[net.lang.c] c programming style - READ THIS

guy@sun.uucp (Guy Harris) (07/18/85)

> They came up with a language called DASL (*), based very strongly on C
> which actually perverted the meaning of arithmetic in such a way that 
> "argv = argv + n" ACTUALLY MEANT "argv = argv + n*sizeof(argv *)" !!

Well, what do you mean by "actually meant"?  The C operation of adding an
integer to a pointer does ***!!NOT!!*** mean "take the integer value which
the same bit pattern as the pointer, add the other integer value to it, and
stuff the bit pattern for the resulting value back into the pointer."  It
means (as has been pointed out several times to the readers of this
newsgroup who somehow have decided otherwise) that if the pointer is
considered to be pointing to the Nth element of an array of items of the
type given by dereferencing the pointer, it is to point to the N+Mth item,
where M is the integer value added to the pointer.  If your phrase "actually
meant" means "performs the specified operation on the underlying bit
patterns", "argv = argv + n" *does* "actually mean" (in that sense) "argv +
n*sizeof(*argv)".

However, one would hope that the C community has stopped thinking in terms
of the underlying bit patterns by now, and actually has a reasonable
abstract model of what C programs do.  Unfortunately, I'm afraid that's not
the case.  It may be that post-C programming languages will have to avoid
defining the result of adding an integer to a pointer and various other C
features that seem to cause a fair bit of confusion to some (such as array
names standing for a constant pointer to the first element of the array).

Now the READ THIS part:

	1) The only operation in C that adds an integer to the integer
	   with the same bit pattern as a given pointer and produces a
	   pointer value with the same bit pattern as the result is

	   (pointer_type) ((int)pointer + integer_value)

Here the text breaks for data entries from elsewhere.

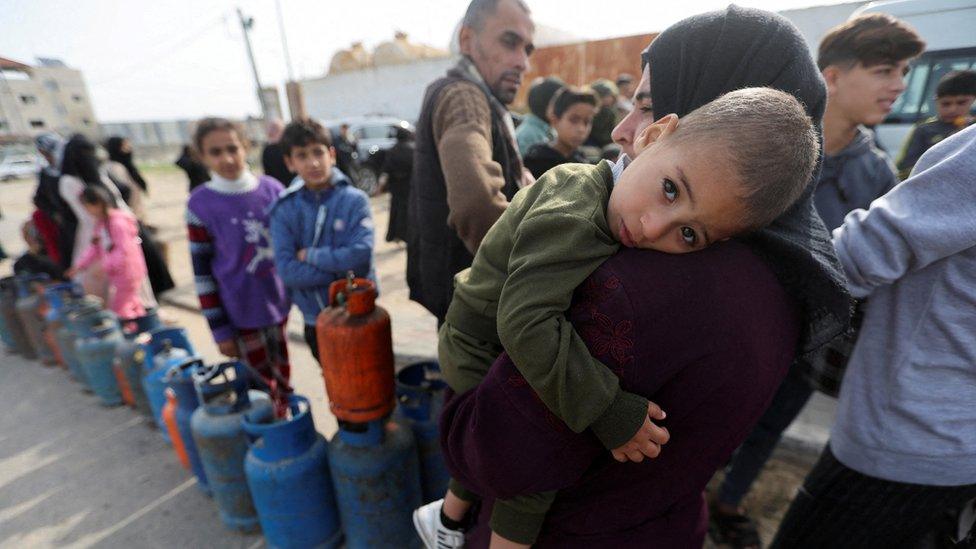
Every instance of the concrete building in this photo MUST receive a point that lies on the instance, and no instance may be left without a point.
(49, 96)
(160, 141)
(391, 80)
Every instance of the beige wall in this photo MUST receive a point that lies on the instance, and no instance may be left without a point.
(51, 99)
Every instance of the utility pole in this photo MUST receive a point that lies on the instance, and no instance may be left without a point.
(284, 40)
(293, 90)
(246, 24)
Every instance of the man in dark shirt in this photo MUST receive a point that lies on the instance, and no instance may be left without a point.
(954, 99)
(272, 158)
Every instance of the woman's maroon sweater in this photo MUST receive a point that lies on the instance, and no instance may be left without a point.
(708, 336)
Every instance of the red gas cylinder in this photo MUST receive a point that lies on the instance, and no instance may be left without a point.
(169, 419)
(356, 352)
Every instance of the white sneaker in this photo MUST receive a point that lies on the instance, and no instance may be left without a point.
(427, 521)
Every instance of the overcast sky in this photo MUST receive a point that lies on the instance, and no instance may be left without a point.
(165, 59)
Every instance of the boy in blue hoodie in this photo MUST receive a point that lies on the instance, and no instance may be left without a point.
(321, 225)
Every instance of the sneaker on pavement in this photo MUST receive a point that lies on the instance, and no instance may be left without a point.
(427, 521)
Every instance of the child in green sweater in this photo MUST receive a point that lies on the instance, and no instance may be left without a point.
(728, 168)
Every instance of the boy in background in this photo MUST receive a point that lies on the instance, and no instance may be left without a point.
(321, 226)
(863, 62)
(535, 127)
(954, 99)
(571, 116)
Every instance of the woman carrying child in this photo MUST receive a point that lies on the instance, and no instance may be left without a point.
(708, 335)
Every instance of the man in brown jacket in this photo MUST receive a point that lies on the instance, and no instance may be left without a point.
(467, 166)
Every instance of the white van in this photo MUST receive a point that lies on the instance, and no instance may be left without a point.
(949, 30)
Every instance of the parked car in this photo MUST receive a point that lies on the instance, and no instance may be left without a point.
(372, 137)
(947, 28)
(13, 166)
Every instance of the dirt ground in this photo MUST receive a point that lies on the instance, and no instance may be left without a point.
(70, 512)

	2) "++a" and "a += 1" are completely equivalent expressions.
	   "a++" is almost equivalent; it yields the value before 1 is
	   added to "a", rather than the value after "1" is added.

and, while I'm at it,

	3) A pointer to "foo" and an array of "foo"s are not equivalent.
	   The declarations

		foo *p;

	   and

		foo p[666];

	   are not in any way, shape, or form equivalent - with one exception
	   (an unfortunate one, considering that every six months or so
	   somebody in net.lang.c asks why their program doesn't work when
	   they use the first declaration in one module, the second
	   declaration in another, and link the two modules together).  The
	   second style of declaration is interpreted as being the first
	   style when an argument to a procedure is declared.

Please read, digest, and remember.  Thank you.

	RTFM,
	Guy Harris

gwyn@brl-tgr.ARPA (Doug Gwyn <gwyn>) (07/19/85)

> 	1) The only operation in C that adds an integer to the integer
> 	   with the same bit pattern as a given pointer and produces a
> 	   pointer value with the same bit pattern as the result is
> 
> 	   (pointer_type) ((int)pointer + integer_value)

Well, almost.

I'm sure that Guy knows the problem -- I wonder if any of the
people recently showing by their postings on the subject of C
style that they aren't familiar enough with C to pay attention
to can spot the problem.  Please don't bother to post your
solution; no prizes are being offered.

throopw@rtp47.UUCP (Wayne Throop) (07/20/85)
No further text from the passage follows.